Author: Jessica A. Bandel
Shortages in the labor force affected all parts of American society as the war drew young men in their prime to the warzone. Even the United States Navy suffered from a lack of available administrators—known as yeomen—forcing Secretary of the Navy Josephus Daniels to turn to an untapped resource: women. A call soon went out for women volunteers, and more than eleven thousand offered their services as “yeomanettes.” Approximately two hundred of these women were North Carolinians.
Chatham County native Camelia Rutherford London joined the Navy Reserve Force in December 1917. The twenty-one-year-old served the entirety of her term at the Navy recruiting office in Raleigh. Upon her arrival, she initially reported to her brother, Lt. John Jackson London, who managed the office’s recruiting efforts and served as ordnance inspector at the Raleigh Iron Works. Lieutenant London was reassigned the following month, however, leaving Camelia behind.
She carried on with her administrative work, earning approximately $100 a month, a sum that included allowances for uniforms, medical care, housing, and insurance. The pay was equal to that of men of the same rating, Secretary Daniels mandating that any woman “who works as well as a man ought to receive the same pay.” It was an astonishing development at the time, given that women did not yet even have the right to vote and that gender equity respective to pay remains elusive to this day.

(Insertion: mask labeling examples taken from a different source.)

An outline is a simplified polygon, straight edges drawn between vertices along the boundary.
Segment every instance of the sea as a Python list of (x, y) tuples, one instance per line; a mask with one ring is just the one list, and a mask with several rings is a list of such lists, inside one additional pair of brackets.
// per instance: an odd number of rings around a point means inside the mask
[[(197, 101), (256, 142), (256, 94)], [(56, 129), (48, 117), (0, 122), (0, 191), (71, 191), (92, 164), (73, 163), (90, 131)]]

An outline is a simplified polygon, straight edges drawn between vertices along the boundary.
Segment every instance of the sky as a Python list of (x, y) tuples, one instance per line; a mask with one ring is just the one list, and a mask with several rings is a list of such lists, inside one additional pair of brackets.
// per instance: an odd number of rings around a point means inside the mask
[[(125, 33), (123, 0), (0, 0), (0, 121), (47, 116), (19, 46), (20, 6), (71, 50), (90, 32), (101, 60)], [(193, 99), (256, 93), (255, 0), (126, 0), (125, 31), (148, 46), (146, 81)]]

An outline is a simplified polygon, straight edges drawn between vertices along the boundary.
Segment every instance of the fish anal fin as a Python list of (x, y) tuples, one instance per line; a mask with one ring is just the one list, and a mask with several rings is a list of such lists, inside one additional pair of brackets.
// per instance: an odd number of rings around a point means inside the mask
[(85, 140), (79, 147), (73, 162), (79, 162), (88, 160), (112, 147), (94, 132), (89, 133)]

Following the armistice in November 1918, Camelia was placed on inactive status until she was discharged on May 19, 1920. In October 1922, she married Fred Duncan Jerome, who had served in the Student Army Training Corps at North Carolina State University during the war. The two went on to have three children, all boys: Fred Jr. and twins John London Jerome and Henry London Jerome. Fred and Henry followed in their mother’s footsteps and served in the navy during World War II.